The voice was unmistakeably that of God.
I then became aware of being ‘hosted’ within a physical being - a body, which began to fall backwards, leaving the End of the Universe behind as I fell.
I woke up in the loungeroom to see my brother rousing at the same time. On the drive home we discussed what had happened and found to our amazement that we had both experienced exactly the same vision of the end of the universe and God calling out the same message.
Muraresku’s book has resonated chords of familiarity between the rituals in ancient Greece, Spain and Rome described in his book, and to my own vision. It gives me much consolation, and a sense of justification, that consuming the organic compounds provided to us by nature, is not a criminal act.

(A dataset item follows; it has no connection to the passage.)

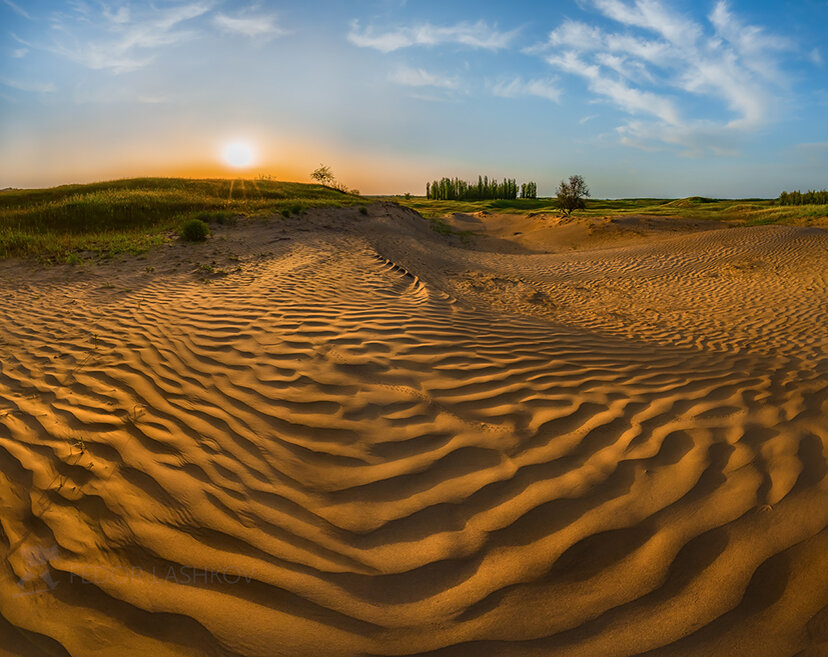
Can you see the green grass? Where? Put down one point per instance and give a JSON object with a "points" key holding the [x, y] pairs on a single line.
{"points": [[132, 216], [747, 211]]}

With education, expertise and consumption among friends, these compounds can be highly beneficial. For myself, the vision was the opening of a door to enhanced perception, which has led to many other insights of a spiritual nature.
In the years following my experience, I finished university, began a successful career in Information Technology, and proceeded to raise a family - living my `second life’ in a world that branded me as a criminal for my previous spiritual explorations.

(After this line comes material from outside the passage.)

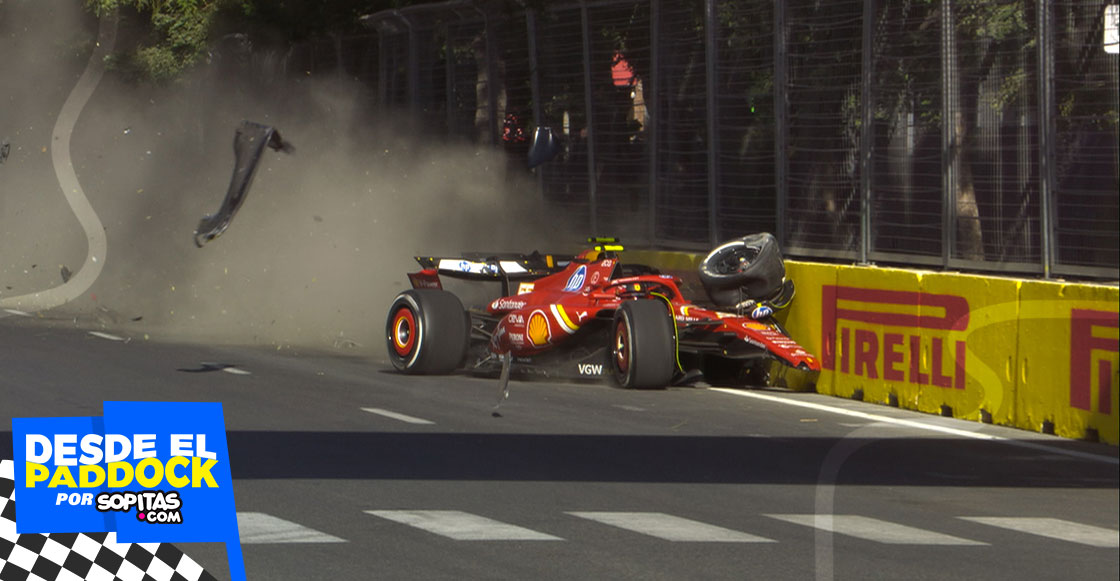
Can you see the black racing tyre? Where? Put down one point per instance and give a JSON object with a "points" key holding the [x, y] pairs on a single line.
{"points": [[747, 268], [643, 349], [427, 331]]}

As cannabis becomes widely legalised, and psilocybin available for medical purposes, I hope that `The Immortality Key’ will help to open doors for further tolerance and understanding after centuries of disinformation and corruption by the church, and the social injustices that have subsequently resulted.
Matthew William Frend
The author describes how, since ancient times, a religion existed across the Western world that connected us to the earth and the spiritual realm through a psychedelic 'Eucharist' - a sacred beer or wine. He makes a case for Jesus being a key player in this tradition, and women having a central role in the brewing and delivery of this sacred drink - including within Christianity for the first 400 years - before they were marginalised and then destroyed by the Church after it became dominated by the patriarchy, and the psychedelic eucharist replaced by the bland offering it is today. It offers the hope of a return to a personal connection to god/gods/spirit without the mediation of priests, and with it a rebalancing of our relationship to the planet.

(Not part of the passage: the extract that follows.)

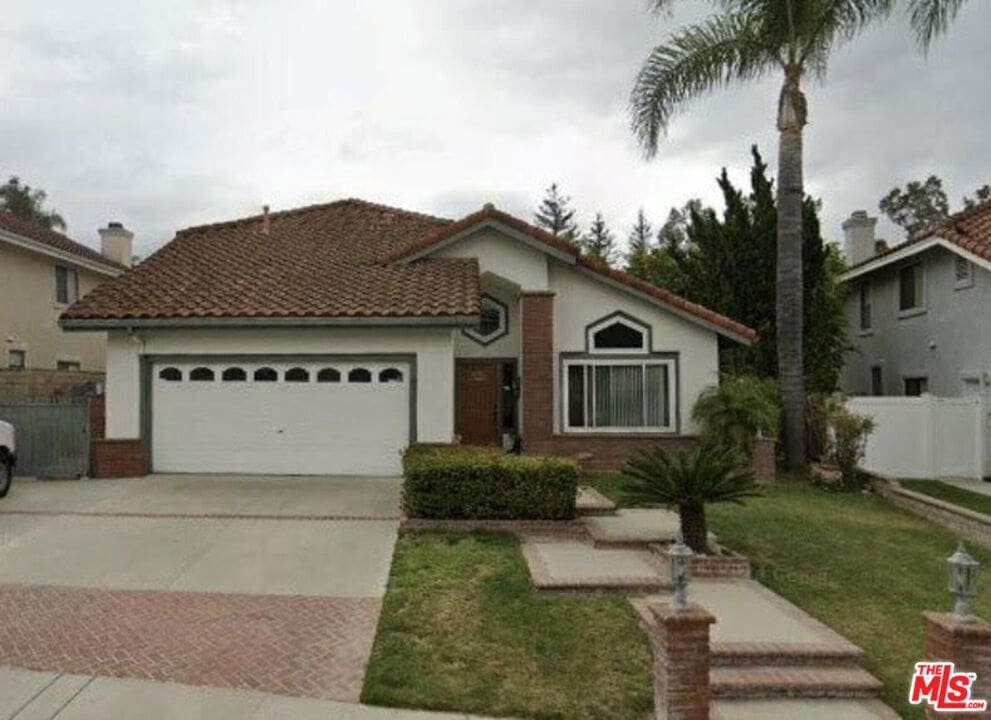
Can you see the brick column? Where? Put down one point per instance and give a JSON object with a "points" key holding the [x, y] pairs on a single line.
{"points": [[681, 662], [968, 647], [537, 313]]}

A couple of criticisms. despite me giving it five stars. It felt as if the author didn't trust his readers to follow his argument, so reprised the evolving story in a repetitive series of loops that made the book probably a third bigger than it needed to be. A tougher editor would have been a help.
Also, being an American Classicist, he seems unaware of the Northern European traditions relating to sacred liquids - such as the Norse 'Maiden with the Mead', the Celtic Horn of Plenty, and the indigenous use of psychedelics amongst groups like the Sami. Had he included these, I think his argument would have become even more compelling - because there is no doubt in my mind that he's tapped into something that's been hidden - and which the church and state would prefer remained that way. Is the 'war on drugs' to keep the population from connecting to knowledge that would make us less willing to be led as badly as we are? I think so. So might you by the end of this. Especially if read in conjunction with Michael Pollen's 'How to Change Your Mind: The New Science of Psychedelics.
There may be many environmental problems facing the world, but the real problem for many of us living on our planet remains greed and selfishness. The book explains why with the collapse of Christianity, we need a spiritual and cultural transformation. The problem is that scientisats don't know how to that.